Countdown to Kassel - September 17, 1944 Trucking Mission to France

Oh, Those French!

From the war diary of Kassel Mission tail gunner, Sgt. Herbert R. Schwartz

September 17, 1944    Today was a red-letter day. For the 1st time in the ETO, I flew a “pleasure” mission. Our group has turned unoperational for a while as we are hauling supplies to France. We were making 2 trips today. Our 1st trip carrying 200 5 gal. cans of gasoline and our 2nd trip carrying blankets and stretchers. I was asked to fly [with] Lt. Heitz and I agreed to fly.

Sgt Herbert Schwartz

Sgt Herbert Schwartz

Take off at 6:00 & landed 7:00 p.m. A long day but a real day to remember. We flew at 1500 ft., no flying clothes and the radio man had music on while flying & all we had to do was to be ready to help in case of an emergency. Our supplies were going to St. Quentin to be carried to the front lines.

We landed our ship at this base after quite a thrill. Our load was heavy, and plane was hard to control. We had a rough landing. Quite a coincidence as just 7 months prior to yesterday, the 445th hit this identical field then under German hands as our target and we could now see results of same. We did a good job, but craters were filled up and it was possible to land but not to smoothly.

We were one of 64 ships to bring in supplies and the 3rd ship to land. About 20 negroes came to the ship, unloaded it and we were ready to take off for our second load. Colonel met our ship and we 1st asked for Cognac, a drink between a wine and a whiskey. He told us that the day before, they had uncovered 2000 cases of Cognac, wines, & champagnes & 1000 cases were given to the men stationed on the field. He told us we could have all we wanted, but due to limited time, we did not have time to pick it up.

On this field was a group of P-38’s that were used on alerts to and bombers landing should they meet fighters.

We boarded the ship ready to take off, and while taxiing on the runway, we blew a nose wheel tire. Heitz pulled over to the edge and a jeep came with high ranking officers told us they would have us ready to take off in 45 min.

We got permission to leave the ship to visit with some young Frenchmen about 200 yards away. We started to walk toward them.

When we reached them, they said “Airmen?” We shook our heads “yes” and they climbed all over us. They were really glad to see us. They started shaking our hands & before I knew it, I was shaking hands with everybody. I had on flying pants, and they were anxious to see the fur lining & before I knew it, one of the girls were unbuttoning my flying pants. A little embarrassed, but who was I to complain. They also started fooling with my pistol which I was wearing.

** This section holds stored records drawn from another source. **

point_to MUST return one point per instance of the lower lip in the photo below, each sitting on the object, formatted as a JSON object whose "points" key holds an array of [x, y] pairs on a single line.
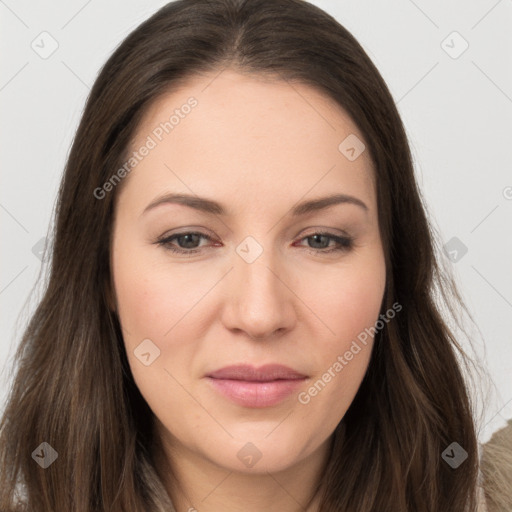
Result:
{"points": [[256, 394]]}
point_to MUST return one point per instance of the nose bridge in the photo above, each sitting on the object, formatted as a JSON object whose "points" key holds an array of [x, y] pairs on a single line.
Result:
{"points": [[259, 301]]}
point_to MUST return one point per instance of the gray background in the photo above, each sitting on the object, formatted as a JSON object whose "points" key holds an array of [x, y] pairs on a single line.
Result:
{"points": [[457, 108]]}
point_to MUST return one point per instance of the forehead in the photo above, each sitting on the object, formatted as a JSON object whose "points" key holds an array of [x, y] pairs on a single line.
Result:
{"points": [[249, 137]]}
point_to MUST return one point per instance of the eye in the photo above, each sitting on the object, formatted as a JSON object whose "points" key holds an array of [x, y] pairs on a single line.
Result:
{"points": [[187, 242], [342, 243]]}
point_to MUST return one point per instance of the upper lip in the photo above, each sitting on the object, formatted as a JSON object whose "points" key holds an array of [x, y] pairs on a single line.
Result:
{"points": [[263, 373]]}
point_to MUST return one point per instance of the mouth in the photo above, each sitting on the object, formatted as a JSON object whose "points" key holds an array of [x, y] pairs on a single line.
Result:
{"points": [[253, 387]]}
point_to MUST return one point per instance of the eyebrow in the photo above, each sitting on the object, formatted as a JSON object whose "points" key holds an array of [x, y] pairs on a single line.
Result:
{"points": [[212, 207]]}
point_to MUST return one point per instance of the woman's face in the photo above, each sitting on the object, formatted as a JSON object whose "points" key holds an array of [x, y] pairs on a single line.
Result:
{"points": [[259, 282]]}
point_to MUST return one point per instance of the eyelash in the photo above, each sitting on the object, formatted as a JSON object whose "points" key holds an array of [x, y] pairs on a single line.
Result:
{"points": [[345, 242]]}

One of the girls could speak English and we had an interpreter until she left. She invited us to a dance at 6 pm & we were later told that dances were held nightly from 6 pm to 6 a.m. We asked her for cognac & she offered us all we could drink at her home five kilometers away. We didn’t have time to go but one of the other girls gave me a quart of it which we drank on the way home—all except the pilot.

I had a little card which had American sentences translated in French, so I asked a girl in French just for the hell of it if she could hide me. She answered, “Wee Wee,” meaning yes, yes.

French were dressed very nice, silk hose, cosmetics etc., & girls were very pretty. They all kissed us good-bye & we proceeded to the ship. I asked an MP for some French money, which he gave me. I felt indebted & offered him cigarettes. He refused them. He said they had everything we had except one thing—England—and we could ram England up our nose. They told us a pack of cigarettes or a bar of soap meant a “night shack job” as people did not have these. They loved it there. Even the Negroes liked them & France.

I could picture my brother Leslie. Imagine he will have some real tales.

We then took off for Southampton, Eng. to pick up a second load & back to France. On our second landing, we were greeted by not less than 10,000 Frenchmen. They covered the field and as we taxied by, they all waved.

We gave away K rations, cigarettes, candy, gum, etc., & went thru the usual process of hand shaking, greetings, etc., unloaded our supplies & started for our home field. We were going to knock out all generators so we could ground the ship & stay overnight but pilot did not think this too wise. I hated to leave.

They really made us feel at home, but we had to take off, and I had a real experience out of it. Saw bombed hangars, wrecked FW 190’s & ME 109’s, all sorts of German equipment, etc. Women over there impressed me more than anything.